Since the events of early March, the media coverage has been bashing the central government and the 8M protest, and the politicians have been using it as an excuse to score political points.

The Junta de Andalucia was caught paying for advertisements, in the form of newspaper articles, praising the communidad’s management for the covid-19 whilst simultaneously accusing the central government of lying

El Espanol recently did a survey into political parties and the believed causes of the covid-19 outbreak, it showed that PP, Vox and Ciudadanos voters are more likely to blame the 8M. On the left, PSOE and Podemos voters are more likely to blame the austerity of the last two PSOE and PP governments. Taking this last point into account would also need to look at the EU’s role in the austerity from 2012.

More elections? Not likely.

The Vox leader, Abascal, in an interview with ABC has called for the resignation of several female ministers. Some citizens are also asking for an election.

A country that is still in the middle of a global pandemic and a government that is also fighting with the EU for more financial support, really doesn’t need an election within the next two months. That is to say, how would one come about? If the Catalan ERC withdrew support for Pedro Sanchez, then this would be one way of collapsing the government. Yet, if they did that, they would be gambling and may even find Vox leading a government. The same party that wants to dissolve all regional parties. That is not a risk the ERC are willing to take.

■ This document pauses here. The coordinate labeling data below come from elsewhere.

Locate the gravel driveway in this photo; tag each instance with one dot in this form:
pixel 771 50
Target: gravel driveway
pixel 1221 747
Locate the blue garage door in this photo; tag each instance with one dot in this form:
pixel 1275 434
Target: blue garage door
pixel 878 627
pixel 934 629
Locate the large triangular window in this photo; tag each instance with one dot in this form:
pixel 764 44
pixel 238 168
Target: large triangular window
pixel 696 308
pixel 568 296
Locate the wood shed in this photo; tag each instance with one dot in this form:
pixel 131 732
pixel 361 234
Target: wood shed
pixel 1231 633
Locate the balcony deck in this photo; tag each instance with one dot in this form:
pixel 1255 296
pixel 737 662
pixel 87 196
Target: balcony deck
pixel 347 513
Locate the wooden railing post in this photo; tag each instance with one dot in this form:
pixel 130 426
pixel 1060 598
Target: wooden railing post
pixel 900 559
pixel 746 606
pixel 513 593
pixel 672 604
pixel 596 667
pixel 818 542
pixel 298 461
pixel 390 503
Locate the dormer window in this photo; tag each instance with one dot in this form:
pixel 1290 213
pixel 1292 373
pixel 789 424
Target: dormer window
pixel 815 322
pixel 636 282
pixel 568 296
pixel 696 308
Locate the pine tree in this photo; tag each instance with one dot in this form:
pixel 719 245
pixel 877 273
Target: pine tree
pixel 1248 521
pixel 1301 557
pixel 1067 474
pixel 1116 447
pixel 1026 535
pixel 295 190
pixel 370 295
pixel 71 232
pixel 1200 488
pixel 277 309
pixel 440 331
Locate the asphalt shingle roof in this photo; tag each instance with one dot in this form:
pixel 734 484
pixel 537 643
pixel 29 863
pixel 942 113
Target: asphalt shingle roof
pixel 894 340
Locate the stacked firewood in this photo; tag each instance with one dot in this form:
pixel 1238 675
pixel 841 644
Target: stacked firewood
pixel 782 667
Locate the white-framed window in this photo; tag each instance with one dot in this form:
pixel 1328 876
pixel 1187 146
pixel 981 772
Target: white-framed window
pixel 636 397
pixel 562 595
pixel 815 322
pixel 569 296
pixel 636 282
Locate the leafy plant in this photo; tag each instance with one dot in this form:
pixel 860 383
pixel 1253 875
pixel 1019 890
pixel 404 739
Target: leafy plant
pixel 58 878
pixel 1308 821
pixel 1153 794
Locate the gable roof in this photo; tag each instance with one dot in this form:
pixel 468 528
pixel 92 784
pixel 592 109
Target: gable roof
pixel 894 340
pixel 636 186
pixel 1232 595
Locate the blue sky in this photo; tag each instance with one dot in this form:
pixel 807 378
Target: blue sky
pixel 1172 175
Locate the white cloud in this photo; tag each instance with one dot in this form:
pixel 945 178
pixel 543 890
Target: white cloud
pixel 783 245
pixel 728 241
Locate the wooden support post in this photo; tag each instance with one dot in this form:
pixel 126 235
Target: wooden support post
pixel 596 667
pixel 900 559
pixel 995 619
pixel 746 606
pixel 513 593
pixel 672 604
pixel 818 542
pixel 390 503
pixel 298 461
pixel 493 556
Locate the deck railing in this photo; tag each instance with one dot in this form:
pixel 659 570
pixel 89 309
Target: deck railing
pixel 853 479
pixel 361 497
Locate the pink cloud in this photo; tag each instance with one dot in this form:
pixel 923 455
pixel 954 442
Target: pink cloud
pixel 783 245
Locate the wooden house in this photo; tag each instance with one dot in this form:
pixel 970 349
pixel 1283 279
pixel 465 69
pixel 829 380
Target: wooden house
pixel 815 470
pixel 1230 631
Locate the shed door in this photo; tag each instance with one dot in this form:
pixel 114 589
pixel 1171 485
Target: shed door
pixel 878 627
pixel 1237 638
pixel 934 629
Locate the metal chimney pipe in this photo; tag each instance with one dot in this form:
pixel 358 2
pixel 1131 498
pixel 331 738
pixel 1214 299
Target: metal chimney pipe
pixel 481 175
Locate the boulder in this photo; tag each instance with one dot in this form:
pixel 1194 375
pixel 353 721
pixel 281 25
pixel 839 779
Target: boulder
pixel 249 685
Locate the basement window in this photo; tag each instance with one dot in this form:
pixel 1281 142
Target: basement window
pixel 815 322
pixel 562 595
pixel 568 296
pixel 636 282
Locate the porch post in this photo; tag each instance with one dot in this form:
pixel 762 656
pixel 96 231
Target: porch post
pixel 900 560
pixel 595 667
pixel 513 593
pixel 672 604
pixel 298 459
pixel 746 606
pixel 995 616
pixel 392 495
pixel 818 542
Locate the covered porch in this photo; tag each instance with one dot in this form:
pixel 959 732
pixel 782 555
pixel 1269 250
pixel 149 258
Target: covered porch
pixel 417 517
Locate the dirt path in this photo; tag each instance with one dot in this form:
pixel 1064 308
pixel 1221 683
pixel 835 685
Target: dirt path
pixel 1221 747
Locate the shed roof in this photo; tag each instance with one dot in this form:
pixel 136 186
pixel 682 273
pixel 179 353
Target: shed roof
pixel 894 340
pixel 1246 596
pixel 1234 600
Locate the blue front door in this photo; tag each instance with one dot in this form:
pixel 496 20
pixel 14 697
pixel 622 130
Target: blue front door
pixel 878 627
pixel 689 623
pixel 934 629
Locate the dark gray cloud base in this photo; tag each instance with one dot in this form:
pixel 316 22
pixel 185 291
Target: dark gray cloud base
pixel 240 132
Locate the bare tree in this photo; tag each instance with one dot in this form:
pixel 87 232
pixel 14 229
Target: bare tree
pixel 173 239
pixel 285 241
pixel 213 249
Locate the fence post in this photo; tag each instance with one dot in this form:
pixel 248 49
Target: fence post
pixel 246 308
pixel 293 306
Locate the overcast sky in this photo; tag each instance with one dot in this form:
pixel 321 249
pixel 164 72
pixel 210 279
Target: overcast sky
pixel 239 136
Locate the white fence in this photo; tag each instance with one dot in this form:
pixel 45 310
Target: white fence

Then there maybe resignations. In Spain’s previous political climate this would not have happened. It took a vote of no confidence to remove the PP’s Rajoy as prime minister after a corruption scandal. But, if ministers were to resign, the government may still sail the storm out. These are new times and this is the more likely option.

When compared with Britain or the USA, Spain has managed the situation better than most. It should be investigated to find out whether there was negligent or unethical behaviour in the early response to the management of this pandemic. The fact that holding gatherings went against the European Centre for Disease Control and Prevention (ECDC) guidelines is enough for an investigation. It is clear that events unfolded obscurely. That is what needs to be investigated and any decisions made thereafter.

So, as you can see the issue of 8M concerns various things, from whose responsibility it was to cancel it, overly ambitious politicians scoring political points and media that has a lot less to write about as we are all sitting inside.